Juwel des Jugendstils
Stärker noch als das Äußere atmet das Innere den Geist des Jugendstils und lässt viele staunen: Labyrinthartig verschachteln sich die Gasträume ineinander. Besonders eindrucksvoll ist der große Saal mit Bühne und Balkon, der sich für alle möglichen Darbietungen und Auftritte eignet. An ihn schließt sich die „Glashalle“ an, wie es in alten Bauzeichnungen heißt – ein Wintergarten, der den Gastraum erweitert. Holzvertäfelungen, Türen und Fenster, Stuckfriese, Bühnenfassung, Saalbalkon, selbst die Durchreiche und ein Teil der Tische und Stühle stammen noch aus der Zeit des Um- und Neubaus 1903: ein Jugendstiljuwel, wie man es in seiner Gänze nur noch selten antrifft.
150 Jahre Gastlichkeit
Seit fast 150 Jahren kümmert man sich hier auf unterschiedliche Weise um seine Gäste. 1873 war dem Gasthaus mit dem zeittypischen Namen „Deutsches Haus“ noch eine Bäckerei angeschlossen. Da das „Deutsche Haus“ ein immer beliebterer Treffpunkt für die nach Lütgendortmund zugezogenen Bergleute und ihre Familien wurde, reichte der Platz bald nicht mehr aus. Ab 1903 kam es zu den beschriebenen An- und Umbauten. Auch die Bäckerei wandelte man in Gasträume um. Erst ab den 1960er Jahren führten verändertes Freizeitverhalten und großzügigere Wohnverhältnisse zum Rücklauf des Gastbetriebs. Ein Glücksfall war die Gründung des Musiktheaters Piano. Es bewahrte das Haus vor Schließung und Umnutzung, dem Schicksal vieler Gasthäuser in den Vororten.

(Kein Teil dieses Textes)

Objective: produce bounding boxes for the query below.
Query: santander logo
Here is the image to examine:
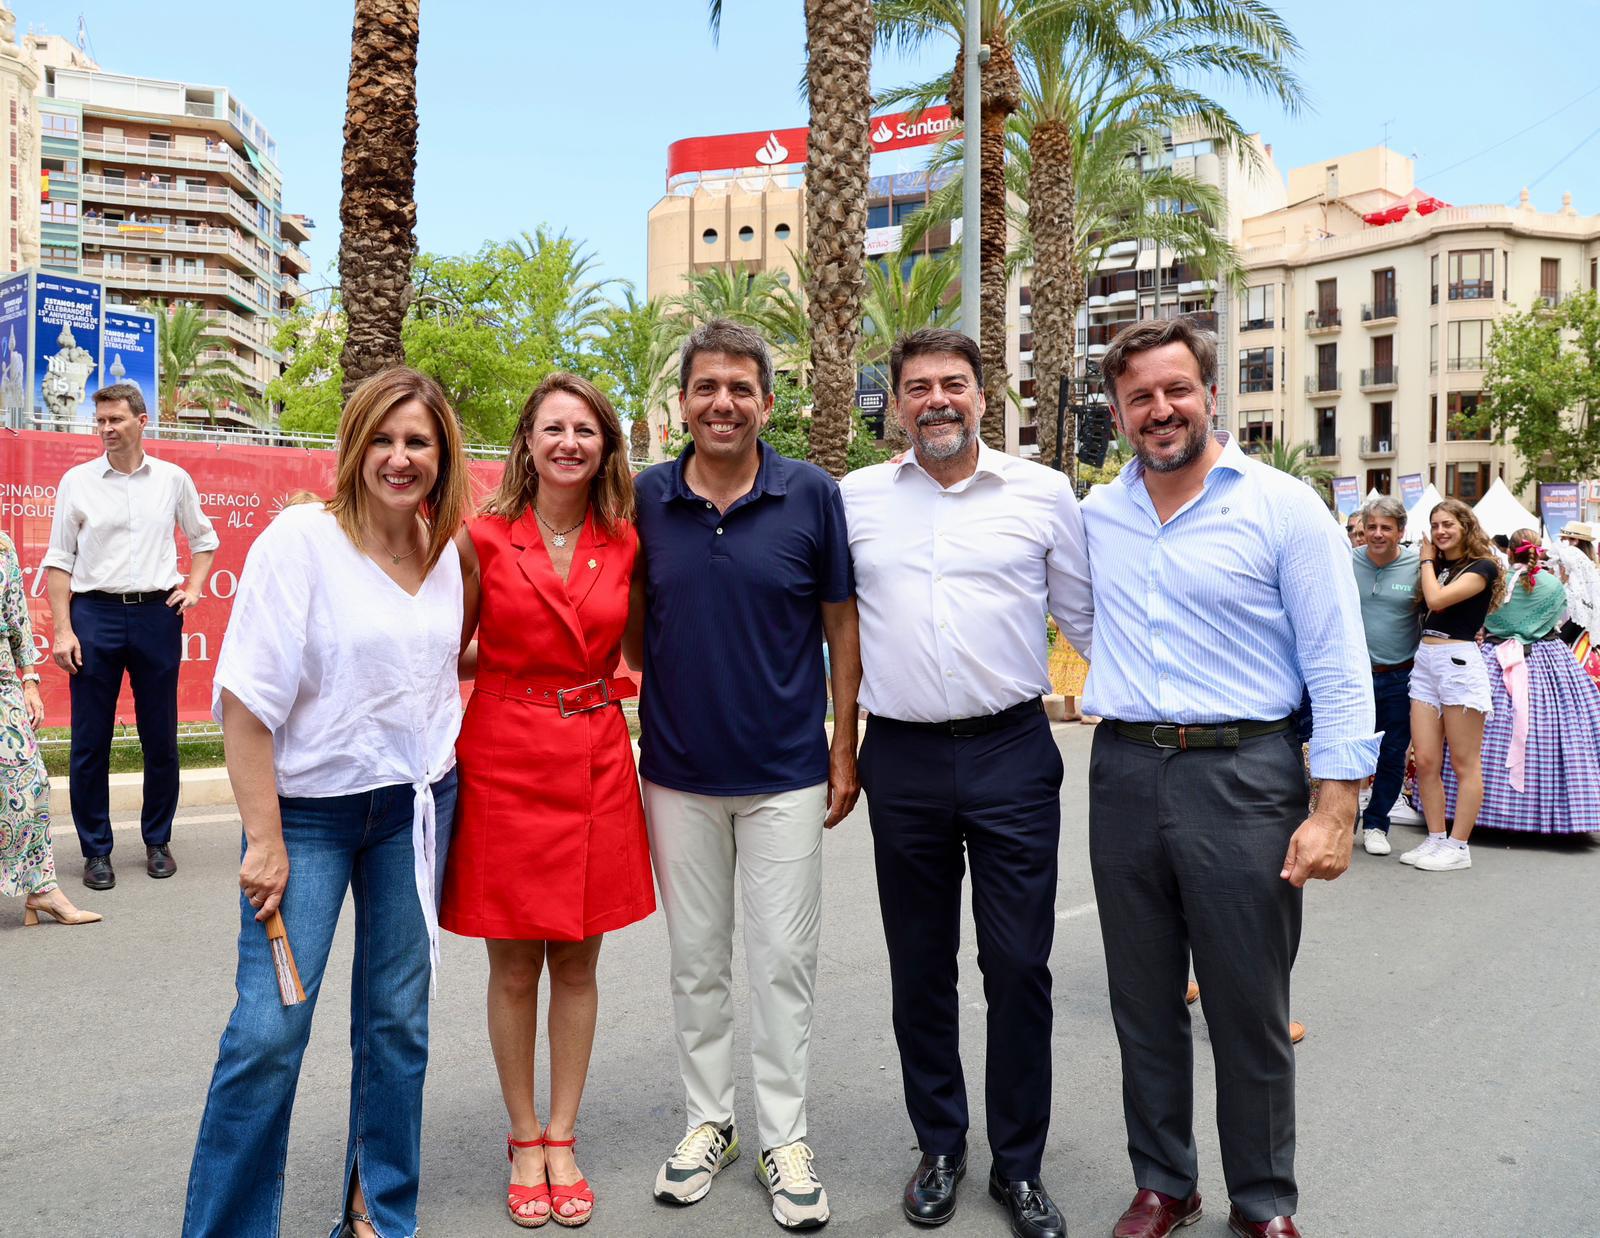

Eigentümerwechsel und Sanierung – einmaliger Gastro- und Veranstaltungsort bleibt in seiner historisch überlieferten Form zu erhalten
Auch nach einem Wechsel des Hauseigentums wird das Musiktheater Piano unter bewährter Leitung weitergeführt. Auf der Homepage des Pianos finden sich Programmvorschauen bis zum März 2023. Allerdings wollen die neuen Eigentümerinnen das Haus möglichst fit für die Zukunft machen. Deshalb ließ man neben einer dringenden Dachreparatur zunächst kleinere Sanierungsarbeiten durchführen. Inzwischen liegt ein Gesamtsanierungskonzept eines Architekturb-üros vor. Es sieht für 2022 wichtige Erhaltungsmaßnahmen wie die Erneuerung der Dacheindeckung, Restaurierung der Türen, Neuverfugung und Sanierung der Fassaden sowie notwendige Kanal- und Elektroarbeiten vor. Genutzt werden die Arbeiten, um nicht ganz sachgerechte Reparaturen aus der Vergangenheit wieder in den bauzeitlichen Zustand von 1903 zu bringen. So werden die Ecktürmchen statt mit Bitumen wieder mit Schiefer gedeckt. Alle Fenster erhalten wieder eine jugendstiltypische runde Schlagleiste. Langfristig wird nach einem nachhaltigen Schallschutz-Konzept gesucht, um die jetzige Abdichtung der „Glashalle“ durch Spanplatten entfernen zu können. Der Wintergarten erhielte dadurch seine ursprüngliche lichtdurchflutete Atmosphäre zurück. Weitere nötige Restaurierungen im Inneren werden nur in kleinen Schritten vorgenommen, um den Betrieb des Musiktheaters nicht zu stark zu beeinträchtigen. Zur Freude aller Interessierten ist allen Beteiligten daran gelegen, diesen einmaligen Gastro- und Veranstaltungsort in seiner historisch überlieferten Form zu erhalten.